話し合い

真弥翔が走り去ってしまった後のこと。


「真弥翔…」


真弥翔の母、由香ゆかが息子の名前を呼びながら立ち尽くす。


「…由香」


そんな由香を見ながら真弥翔の父である辰巳たつみは声をかけた。


「…」


そんな声に由香は反応しない。


「お父さん…」


次に紗奈が辰巳に声をかける。


「紗奈…」


辰巳は紗奈の声に気づき、そちらに顔を向ける。


辰巳は紗奈を見たあと、顔を歪ませた。


「…静月と関係を持ったのか」


辰巳は静かにそう言った。


「…だ、だってお母さんがあの人を家に連れてきたから」


今まで真弥翔の去った方向を見ていた由香がその声に反応して会話に入ってくる。


「そ、それは…」


だが由香は口ごもる。


「…とりあえず話し合おうか」


そして一度家に入る。


「…」

「…」

「…」


三人の間に気まずい沈黙が流れる。


「由香、紗奈」


辰巳が二人に声をかけると二人は肩をビクッと震わせた。


「静月と…関係を持ったんだな?」


辰巳がそう言うともう逃げられないと悟ったのか由香が口を開いた。


「…そうよ」


あまりにも簡単に吐き出されたその言葉は辰巳に怒りを募らせた。


「なにがっ…!」


だが辰巳はその怒りを無理やり押さえつけた。


「そうか。

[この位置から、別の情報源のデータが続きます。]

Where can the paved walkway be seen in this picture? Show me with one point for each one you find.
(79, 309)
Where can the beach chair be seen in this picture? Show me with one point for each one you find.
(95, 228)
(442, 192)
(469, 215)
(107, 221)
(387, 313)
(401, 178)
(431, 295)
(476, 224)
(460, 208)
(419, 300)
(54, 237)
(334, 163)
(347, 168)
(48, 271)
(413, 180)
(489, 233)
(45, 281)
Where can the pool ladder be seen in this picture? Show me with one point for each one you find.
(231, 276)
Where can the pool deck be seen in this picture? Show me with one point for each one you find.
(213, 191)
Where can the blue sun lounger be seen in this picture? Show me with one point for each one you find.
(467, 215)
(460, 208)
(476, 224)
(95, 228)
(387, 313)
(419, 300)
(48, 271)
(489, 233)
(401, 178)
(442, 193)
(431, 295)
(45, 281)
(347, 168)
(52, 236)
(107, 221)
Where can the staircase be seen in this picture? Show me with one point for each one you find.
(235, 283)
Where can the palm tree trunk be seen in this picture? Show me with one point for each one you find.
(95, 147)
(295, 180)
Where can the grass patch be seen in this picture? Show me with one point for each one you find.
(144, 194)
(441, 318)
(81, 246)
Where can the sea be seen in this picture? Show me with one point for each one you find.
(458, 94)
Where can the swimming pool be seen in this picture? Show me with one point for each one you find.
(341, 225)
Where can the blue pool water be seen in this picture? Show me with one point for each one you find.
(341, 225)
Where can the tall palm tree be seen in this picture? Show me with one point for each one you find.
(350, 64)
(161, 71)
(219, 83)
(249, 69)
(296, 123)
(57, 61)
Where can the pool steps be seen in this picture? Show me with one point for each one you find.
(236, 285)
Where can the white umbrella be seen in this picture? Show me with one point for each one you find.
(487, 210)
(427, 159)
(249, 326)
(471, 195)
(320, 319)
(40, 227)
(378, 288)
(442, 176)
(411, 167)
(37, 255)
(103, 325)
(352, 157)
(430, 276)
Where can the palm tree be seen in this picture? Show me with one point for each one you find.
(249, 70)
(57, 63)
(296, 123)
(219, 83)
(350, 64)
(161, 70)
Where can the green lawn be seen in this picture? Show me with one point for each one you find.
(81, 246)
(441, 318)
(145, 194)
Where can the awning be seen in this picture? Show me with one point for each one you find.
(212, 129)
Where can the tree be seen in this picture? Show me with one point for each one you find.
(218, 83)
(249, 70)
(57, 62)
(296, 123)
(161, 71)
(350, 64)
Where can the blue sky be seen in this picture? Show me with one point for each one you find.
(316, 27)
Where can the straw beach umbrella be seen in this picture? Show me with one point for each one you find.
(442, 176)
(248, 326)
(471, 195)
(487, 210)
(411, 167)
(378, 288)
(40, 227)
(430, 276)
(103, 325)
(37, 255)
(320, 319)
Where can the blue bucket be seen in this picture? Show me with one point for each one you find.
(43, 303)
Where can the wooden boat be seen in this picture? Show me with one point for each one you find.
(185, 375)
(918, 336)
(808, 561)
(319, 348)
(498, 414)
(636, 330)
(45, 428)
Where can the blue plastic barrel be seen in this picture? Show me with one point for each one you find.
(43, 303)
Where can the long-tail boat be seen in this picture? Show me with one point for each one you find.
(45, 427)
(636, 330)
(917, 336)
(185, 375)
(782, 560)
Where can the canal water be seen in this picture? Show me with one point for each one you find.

真弥翔は私が引き取る」


辰巳がそう言う。引き取る。つまり離婚した後の話をしているのだ。


「待って!それは…」

「なんだ?」


何か言おうとした由香を辰巳は睨みつける。それだけで由香は黙ってしまった。当たり前だ。今は由香のほうが圧倒的に不利な立場にいるのだから。


「文句はないな?」


辰巳がそう確認した時、今まで黙っていた紗奈が声を発した。


「…ねぇ、お父さん。その指の指輪…誰との指輪?」


そう言われた辰巳は心臓を飛び跳ねさせた。


「…何の話だ?」

「私、お父さんがつけてた指輪覚えてるよ。絶対に今つけてるやつじゃなかった」


紗奈がそう言うと由香が反撃の糸口を見つけたかのよに目を光らせた。


「…あなたも一緒なんじゃない」

「ち、違う!私は浮気なんて…」

「浮気してるわよ。だってあなた、私と離婚する前にその指輪を手につけてしまっているじゃない」

「…」

「…」


そして再び訪れる沈黙。


「お互い何も無かった。そういうことにしないか?」

「…そうね。あなたが海外に行っている間、私たちは何もしていない。それでいいわね」


そこには真弥翔が知っている両親はいなかった。慰謝料に怯え、お互いの不祥事を揉み消す醜い大人が二人いるだけだった。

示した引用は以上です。